If you have deipnophobia, then the idea of eating out with friends terrifies you. You’d rather make dinner at home and eat under your dining table in the cover of darkness than go out to eat.
This is the fear of voids and empty spaces and usually shows itself in hoarding and keeping tons of junk in your house. These people can’t stand empty spaces and want to be confined because the sight of a void makes them feel lonely.
There hasn’t been a U.S. President with a beard in over a hundred years, which might mean the United States is fraught with pogonophobia, the fear of beards. People who have pogonophobia think men with beards as untrustworthy and have something to hide.
Some people love to hear laughter and to laugh with the joke. For others, it’s no laughing matter. Chuckling, giggling, or any kind of laughing is a big no-no because they’re always afraid they’re the butt of the joke.

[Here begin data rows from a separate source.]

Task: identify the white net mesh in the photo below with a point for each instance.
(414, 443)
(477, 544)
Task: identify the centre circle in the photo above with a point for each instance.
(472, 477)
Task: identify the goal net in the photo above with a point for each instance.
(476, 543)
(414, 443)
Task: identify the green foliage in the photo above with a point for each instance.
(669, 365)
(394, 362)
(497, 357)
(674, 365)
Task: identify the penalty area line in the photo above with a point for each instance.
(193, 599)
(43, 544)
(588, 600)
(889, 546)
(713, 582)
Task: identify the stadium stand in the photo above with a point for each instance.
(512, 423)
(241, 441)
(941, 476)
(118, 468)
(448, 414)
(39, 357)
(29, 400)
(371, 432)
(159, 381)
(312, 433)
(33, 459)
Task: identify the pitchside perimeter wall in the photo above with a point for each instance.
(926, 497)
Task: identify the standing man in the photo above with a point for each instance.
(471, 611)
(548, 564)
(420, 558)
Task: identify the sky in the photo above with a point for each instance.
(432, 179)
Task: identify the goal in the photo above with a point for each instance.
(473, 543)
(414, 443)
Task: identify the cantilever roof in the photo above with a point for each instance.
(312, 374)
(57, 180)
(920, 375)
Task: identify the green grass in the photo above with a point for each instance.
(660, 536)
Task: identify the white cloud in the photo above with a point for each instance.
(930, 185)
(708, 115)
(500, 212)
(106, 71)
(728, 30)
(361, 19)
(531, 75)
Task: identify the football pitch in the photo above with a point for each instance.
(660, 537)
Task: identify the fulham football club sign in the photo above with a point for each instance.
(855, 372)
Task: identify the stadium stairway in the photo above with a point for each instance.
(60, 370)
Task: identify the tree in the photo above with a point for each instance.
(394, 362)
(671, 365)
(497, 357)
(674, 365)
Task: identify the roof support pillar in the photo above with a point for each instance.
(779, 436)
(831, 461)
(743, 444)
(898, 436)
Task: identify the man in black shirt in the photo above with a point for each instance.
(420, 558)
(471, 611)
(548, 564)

The fear of public speaking, or glossophobia, is one of the most common fears of all. Afraid they’ll be laughed at, ridiculed, or ignored, people afraid of public speaking often have intense anxiety and sweating before they get up on stage to talk.
Related to the fear of being touched, chirophobia is the fear of hands, either one’s own or the hands of others. People who suffer from this might cover their hands with gloves and may not ever wash their hands. Shaking hands is an especially great cause of anxiety.
With panophobia, people straight up fear everything. Sights. Sounds. Smells. Everything. Usually, they’re in a consistent state of fear that something bad might happen or something terribly evil is after them.